How Do We Process Continuous Data So That We Can See the Shape of Distribution

Class-based methods

Histograms

    {Fig. 1}

    MIhistA.gif

    A histogram is a graph in which class interval frequencies of continuous variables are represented by the areas of bars centred on the 'class interval' on the horizontal (x) axis. The figure shows a histogram of the cattle weights given above . There is no 'right number' of classes (sometimes called bins) for a histogram, although somewhere between 12 and 20 are commonly recommended. The optimal number depends on the number of observations and (critically) what features you wish to bring out in the distribution. It may be necessary to use several different bin sizes to properly explore the shape of a distribution.

    The area of each block in the histogram is then drawn so that it is proportional to the frequency of its interval. If the class intervals are all of equal size, as is usually the case, the height of each block is equal to the class frequency on the y-axis.

    When you plot a histogram, it is assumed that you are dealing with a continuous variable - hence the bars touch each other, indicating that the limits of the classes are contiguous. But make sure that your classes do not overlap. Thus you should not specify classes as 445-470 and 470 to 495, as it is not clear into which category a reading of 470 would fall.

    Warning: some computer software programmes unfortunately do precisely this.

    Most of those that we have looked at put the value that is repeated (in this case 470) in the lower class (i.e. 445 - 470). We strongly advise you always check your software, no matter how simple the analysis!

    {Fig. 2}

    MIhist2g.gif

    We can also use a histogram to display a cumulative frequency distribution. The frequency distribution of cattle weights is more or less symmetrical, so when we plot a cumulative frequency distribution we get an s-shaped (known as sigmoid) curve. This display is useful when we wish to show what percentage of individuals are less than a certain value. For example, 9 of the 30 animals (30%) weighed less than (or equal to) 480 kg. A cumulative distribution histogram is often given in outline form only as step plot such as that shown here for the same data on cattle weights (second graph).

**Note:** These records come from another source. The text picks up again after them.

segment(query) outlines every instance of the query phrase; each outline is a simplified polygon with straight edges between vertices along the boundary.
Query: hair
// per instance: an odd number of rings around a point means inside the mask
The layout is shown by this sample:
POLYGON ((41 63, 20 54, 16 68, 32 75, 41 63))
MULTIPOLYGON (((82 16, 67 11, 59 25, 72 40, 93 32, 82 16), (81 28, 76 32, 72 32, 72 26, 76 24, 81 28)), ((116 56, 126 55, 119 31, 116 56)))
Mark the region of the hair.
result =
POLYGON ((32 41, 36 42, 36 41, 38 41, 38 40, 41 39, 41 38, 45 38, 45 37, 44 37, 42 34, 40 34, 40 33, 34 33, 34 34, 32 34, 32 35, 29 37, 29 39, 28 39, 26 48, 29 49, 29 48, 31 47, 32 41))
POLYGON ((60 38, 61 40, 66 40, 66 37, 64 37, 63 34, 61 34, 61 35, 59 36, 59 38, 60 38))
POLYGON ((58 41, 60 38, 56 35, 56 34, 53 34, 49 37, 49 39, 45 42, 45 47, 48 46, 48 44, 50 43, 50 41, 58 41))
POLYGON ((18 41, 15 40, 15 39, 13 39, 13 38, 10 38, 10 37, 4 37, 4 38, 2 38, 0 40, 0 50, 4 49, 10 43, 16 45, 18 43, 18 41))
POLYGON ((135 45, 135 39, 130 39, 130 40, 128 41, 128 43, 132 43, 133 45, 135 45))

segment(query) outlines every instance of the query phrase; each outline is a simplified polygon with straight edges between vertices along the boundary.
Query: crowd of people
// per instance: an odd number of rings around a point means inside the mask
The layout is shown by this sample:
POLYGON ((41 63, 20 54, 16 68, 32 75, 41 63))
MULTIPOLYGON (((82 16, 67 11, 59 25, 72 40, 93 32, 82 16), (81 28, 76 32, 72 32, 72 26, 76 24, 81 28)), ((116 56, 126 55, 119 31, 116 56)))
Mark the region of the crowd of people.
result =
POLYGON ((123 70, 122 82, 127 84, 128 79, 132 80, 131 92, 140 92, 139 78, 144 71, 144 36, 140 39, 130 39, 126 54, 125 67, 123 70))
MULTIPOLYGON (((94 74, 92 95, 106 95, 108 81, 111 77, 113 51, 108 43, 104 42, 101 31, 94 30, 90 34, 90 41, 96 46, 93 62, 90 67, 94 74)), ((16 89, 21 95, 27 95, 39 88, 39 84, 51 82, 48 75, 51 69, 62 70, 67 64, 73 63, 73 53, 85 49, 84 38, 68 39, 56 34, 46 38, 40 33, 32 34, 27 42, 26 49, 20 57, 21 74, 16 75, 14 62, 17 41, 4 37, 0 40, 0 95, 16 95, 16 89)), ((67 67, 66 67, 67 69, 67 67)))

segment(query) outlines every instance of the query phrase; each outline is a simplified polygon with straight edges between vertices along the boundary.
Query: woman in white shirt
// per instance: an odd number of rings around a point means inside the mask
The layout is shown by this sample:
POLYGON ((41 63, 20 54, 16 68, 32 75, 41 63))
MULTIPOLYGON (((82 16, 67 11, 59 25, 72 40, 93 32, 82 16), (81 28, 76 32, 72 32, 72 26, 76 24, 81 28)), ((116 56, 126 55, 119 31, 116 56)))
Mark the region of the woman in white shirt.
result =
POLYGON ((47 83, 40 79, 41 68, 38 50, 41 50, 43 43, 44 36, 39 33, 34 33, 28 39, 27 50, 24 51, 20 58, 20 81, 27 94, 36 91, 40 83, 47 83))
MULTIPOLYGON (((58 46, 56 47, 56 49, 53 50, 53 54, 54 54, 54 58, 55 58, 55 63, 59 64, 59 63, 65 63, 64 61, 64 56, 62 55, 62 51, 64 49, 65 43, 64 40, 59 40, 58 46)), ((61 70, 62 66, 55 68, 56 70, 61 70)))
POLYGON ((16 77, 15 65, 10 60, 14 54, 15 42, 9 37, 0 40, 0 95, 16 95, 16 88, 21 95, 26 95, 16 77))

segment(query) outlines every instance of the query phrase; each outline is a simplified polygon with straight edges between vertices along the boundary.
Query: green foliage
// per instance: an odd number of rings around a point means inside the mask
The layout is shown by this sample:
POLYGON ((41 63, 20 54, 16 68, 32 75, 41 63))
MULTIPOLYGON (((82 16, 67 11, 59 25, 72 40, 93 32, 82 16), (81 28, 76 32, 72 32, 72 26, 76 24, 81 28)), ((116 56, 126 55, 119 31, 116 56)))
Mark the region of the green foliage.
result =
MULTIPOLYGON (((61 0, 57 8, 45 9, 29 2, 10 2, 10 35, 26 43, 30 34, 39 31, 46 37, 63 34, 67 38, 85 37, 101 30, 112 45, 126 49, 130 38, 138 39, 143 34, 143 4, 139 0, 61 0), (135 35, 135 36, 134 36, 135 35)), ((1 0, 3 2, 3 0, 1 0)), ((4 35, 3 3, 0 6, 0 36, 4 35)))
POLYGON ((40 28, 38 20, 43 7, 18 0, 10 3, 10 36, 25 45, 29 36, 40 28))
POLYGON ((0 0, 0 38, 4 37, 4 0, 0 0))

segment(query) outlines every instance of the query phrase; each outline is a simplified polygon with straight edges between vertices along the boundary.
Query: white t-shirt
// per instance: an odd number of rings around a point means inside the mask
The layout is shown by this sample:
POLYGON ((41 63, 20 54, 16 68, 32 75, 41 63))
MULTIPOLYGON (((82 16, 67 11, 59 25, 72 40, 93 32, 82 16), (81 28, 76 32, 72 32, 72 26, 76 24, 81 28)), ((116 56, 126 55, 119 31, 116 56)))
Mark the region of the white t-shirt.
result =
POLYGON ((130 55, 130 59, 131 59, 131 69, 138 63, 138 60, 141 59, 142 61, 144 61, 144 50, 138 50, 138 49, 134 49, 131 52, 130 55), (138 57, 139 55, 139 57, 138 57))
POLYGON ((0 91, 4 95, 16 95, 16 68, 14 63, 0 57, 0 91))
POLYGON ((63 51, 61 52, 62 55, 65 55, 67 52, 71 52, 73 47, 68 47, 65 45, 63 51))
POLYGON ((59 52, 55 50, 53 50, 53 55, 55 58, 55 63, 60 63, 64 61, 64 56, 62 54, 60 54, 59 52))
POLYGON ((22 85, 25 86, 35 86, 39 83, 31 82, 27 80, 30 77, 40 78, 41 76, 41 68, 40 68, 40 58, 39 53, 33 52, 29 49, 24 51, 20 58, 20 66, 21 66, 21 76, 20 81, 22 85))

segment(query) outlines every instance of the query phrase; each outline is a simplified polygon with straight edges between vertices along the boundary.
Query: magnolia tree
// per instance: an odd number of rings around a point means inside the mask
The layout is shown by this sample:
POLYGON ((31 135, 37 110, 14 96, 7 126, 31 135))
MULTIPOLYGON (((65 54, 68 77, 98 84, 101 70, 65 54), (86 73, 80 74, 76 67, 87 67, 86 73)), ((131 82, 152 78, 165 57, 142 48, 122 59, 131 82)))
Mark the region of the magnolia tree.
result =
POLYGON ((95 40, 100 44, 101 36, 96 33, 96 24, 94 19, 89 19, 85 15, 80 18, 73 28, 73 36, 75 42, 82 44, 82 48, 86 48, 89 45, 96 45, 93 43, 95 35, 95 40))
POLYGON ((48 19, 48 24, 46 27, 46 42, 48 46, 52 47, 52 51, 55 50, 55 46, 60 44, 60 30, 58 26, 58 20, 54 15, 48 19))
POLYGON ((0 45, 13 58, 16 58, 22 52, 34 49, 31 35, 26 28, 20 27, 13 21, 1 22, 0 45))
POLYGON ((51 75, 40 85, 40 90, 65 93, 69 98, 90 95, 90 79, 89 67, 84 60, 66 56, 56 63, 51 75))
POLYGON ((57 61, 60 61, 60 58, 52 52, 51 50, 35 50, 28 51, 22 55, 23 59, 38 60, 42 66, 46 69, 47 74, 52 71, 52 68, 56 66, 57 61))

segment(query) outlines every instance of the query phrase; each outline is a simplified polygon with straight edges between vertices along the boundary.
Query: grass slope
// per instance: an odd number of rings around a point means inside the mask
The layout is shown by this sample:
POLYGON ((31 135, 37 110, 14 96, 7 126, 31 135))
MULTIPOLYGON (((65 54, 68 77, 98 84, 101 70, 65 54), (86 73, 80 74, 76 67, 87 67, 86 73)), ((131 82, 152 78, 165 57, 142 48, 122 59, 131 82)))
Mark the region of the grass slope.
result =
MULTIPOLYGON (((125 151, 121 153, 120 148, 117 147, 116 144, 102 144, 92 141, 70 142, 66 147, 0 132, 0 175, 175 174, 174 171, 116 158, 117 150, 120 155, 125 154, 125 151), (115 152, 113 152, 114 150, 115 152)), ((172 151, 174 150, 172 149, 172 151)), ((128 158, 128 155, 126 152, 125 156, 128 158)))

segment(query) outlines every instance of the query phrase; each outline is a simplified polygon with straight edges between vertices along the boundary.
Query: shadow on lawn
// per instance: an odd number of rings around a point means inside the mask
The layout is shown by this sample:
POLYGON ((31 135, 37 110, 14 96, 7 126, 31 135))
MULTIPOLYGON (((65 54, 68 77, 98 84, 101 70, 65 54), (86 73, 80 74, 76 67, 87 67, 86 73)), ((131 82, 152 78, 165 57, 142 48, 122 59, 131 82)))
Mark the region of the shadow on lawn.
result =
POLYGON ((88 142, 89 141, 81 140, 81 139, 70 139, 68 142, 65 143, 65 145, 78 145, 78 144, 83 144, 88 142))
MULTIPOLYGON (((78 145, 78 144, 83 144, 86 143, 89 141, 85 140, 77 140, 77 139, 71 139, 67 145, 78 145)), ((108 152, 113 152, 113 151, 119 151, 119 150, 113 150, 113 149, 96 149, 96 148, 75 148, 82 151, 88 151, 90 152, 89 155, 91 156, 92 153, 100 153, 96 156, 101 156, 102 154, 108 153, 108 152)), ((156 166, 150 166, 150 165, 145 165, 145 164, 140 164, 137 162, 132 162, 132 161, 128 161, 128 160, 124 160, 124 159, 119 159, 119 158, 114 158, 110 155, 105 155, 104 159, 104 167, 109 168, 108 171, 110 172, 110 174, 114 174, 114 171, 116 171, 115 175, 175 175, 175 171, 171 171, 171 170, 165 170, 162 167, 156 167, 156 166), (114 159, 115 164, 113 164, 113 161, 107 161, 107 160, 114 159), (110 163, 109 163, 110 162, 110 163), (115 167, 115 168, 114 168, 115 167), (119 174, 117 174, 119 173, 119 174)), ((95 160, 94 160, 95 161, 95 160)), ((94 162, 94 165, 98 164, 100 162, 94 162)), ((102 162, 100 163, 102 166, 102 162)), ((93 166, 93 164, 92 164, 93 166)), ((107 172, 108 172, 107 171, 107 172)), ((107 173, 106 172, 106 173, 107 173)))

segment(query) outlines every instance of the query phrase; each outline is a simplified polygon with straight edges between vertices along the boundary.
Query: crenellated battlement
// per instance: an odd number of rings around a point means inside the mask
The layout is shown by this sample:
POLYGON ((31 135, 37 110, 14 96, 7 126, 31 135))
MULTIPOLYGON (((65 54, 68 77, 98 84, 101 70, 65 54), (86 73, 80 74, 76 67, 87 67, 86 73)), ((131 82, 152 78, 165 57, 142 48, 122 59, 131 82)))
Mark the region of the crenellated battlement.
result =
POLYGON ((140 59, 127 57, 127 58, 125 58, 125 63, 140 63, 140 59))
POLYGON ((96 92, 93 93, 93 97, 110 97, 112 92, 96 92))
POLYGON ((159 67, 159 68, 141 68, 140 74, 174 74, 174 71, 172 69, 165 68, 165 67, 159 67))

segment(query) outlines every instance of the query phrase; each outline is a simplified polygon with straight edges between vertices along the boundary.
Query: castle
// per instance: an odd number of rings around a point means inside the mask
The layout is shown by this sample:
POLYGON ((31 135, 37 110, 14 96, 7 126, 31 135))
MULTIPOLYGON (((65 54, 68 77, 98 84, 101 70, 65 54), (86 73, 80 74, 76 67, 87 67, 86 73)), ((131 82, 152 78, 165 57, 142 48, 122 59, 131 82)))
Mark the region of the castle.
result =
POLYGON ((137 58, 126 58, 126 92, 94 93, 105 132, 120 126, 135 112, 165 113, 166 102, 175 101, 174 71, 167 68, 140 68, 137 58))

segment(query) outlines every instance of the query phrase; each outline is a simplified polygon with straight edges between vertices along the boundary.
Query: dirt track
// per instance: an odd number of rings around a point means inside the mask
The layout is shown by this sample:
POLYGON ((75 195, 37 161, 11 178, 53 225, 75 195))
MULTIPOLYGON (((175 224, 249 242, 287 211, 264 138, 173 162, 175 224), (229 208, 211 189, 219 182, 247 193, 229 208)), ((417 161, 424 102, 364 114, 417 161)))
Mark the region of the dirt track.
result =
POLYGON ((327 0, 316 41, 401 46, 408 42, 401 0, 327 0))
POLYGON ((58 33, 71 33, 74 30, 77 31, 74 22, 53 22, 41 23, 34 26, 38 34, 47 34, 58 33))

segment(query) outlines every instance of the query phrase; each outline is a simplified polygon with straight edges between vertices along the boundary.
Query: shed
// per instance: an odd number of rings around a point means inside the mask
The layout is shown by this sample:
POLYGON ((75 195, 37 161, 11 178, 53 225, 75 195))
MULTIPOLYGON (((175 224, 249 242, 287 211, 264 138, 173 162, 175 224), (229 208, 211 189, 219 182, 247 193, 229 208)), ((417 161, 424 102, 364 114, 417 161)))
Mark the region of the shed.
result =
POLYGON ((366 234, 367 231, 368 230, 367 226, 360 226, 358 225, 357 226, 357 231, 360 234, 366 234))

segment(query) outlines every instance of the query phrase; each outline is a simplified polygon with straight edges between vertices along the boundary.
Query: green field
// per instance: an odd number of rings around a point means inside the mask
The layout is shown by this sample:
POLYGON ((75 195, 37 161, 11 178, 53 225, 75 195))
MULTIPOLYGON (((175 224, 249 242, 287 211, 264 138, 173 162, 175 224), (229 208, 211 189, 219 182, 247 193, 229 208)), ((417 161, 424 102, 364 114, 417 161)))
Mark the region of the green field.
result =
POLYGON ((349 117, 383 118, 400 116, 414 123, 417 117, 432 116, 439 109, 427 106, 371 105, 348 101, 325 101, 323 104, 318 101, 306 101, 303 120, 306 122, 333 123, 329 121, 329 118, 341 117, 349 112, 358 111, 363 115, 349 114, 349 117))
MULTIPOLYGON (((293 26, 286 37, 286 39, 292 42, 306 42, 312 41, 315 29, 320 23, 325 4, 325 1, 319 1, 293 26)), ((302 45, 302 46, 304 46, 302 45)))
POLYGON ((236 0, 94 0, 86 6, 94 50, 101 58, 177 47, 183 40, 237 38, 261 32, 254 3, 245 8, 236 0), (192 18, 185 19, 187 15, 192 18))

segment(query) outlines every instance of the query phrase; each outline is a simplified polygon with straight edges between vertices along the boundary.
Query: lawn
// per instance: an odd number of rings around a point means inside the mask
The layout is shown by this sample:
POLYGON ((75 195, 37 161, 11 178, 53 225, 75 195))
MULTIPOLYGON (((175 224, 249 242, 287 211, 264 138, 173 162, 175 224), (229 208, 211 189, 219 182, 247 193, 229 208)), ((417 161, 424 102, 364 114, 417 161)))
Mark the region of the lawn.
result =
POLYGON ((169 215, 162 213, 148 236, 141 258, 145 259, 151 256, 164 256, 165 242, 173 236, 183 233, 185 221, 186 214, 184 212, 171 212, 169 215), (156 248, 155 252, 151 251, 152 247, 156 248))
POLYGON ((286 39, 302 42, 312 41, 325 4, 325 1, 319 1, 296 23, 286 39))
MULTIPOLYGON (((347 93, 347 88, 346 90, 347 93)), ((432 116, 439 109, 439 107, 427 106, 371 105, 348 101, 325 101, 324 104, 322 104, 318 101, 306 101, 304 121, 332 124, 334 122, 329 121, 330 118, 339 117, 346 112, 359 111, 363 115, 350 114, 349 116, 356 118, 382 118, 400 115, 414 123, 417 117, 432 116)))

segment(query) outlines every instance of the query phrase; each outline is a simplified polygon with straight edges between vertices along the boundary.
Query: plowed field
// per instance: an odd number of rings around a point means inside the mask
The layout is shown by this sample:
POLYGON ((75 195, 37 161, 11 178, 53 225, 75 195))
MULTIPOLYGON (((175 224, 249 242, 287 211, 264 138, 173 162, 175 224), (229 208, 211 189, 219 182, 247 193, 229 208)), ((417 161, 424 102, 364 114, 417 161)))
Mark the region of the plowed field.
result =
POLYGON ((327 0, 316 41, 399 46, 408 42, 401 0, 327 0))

    Many graphics packages offer cumulative plots as an alternative to the simple frequency histograms.

 

Frequency polygons

    {Fig. 3}

    MIpoly.gif

    An alternate methods of displaying a frequency distribution of a continuous variables is to use a frequency polygon. The mid-points of each class interval are joined up with straight lines. Remember to also include points having zero observations.

    These two methods are especially useful if you want to plot more than one distribution on the same graph. Overlapping histograms can be confusing even with just two, whilst several polygons can be shown together. Frequency polygons are also more appropriate if you have a large number of classes.

Stem-and-leaf plots

    A stem-and-leaf plot is a way of displaying numbers in a visual histogram-like display. Unlike histograms this looses no information. Consider the distribution of cattle weights again:

    The procedure is as follows:

    1. Write down the leading digit(s) (every digit other than the final one) to the left of a vertical line - these form the stem. These leading digits are arranged in order, from the lowest (42) to the highest (57).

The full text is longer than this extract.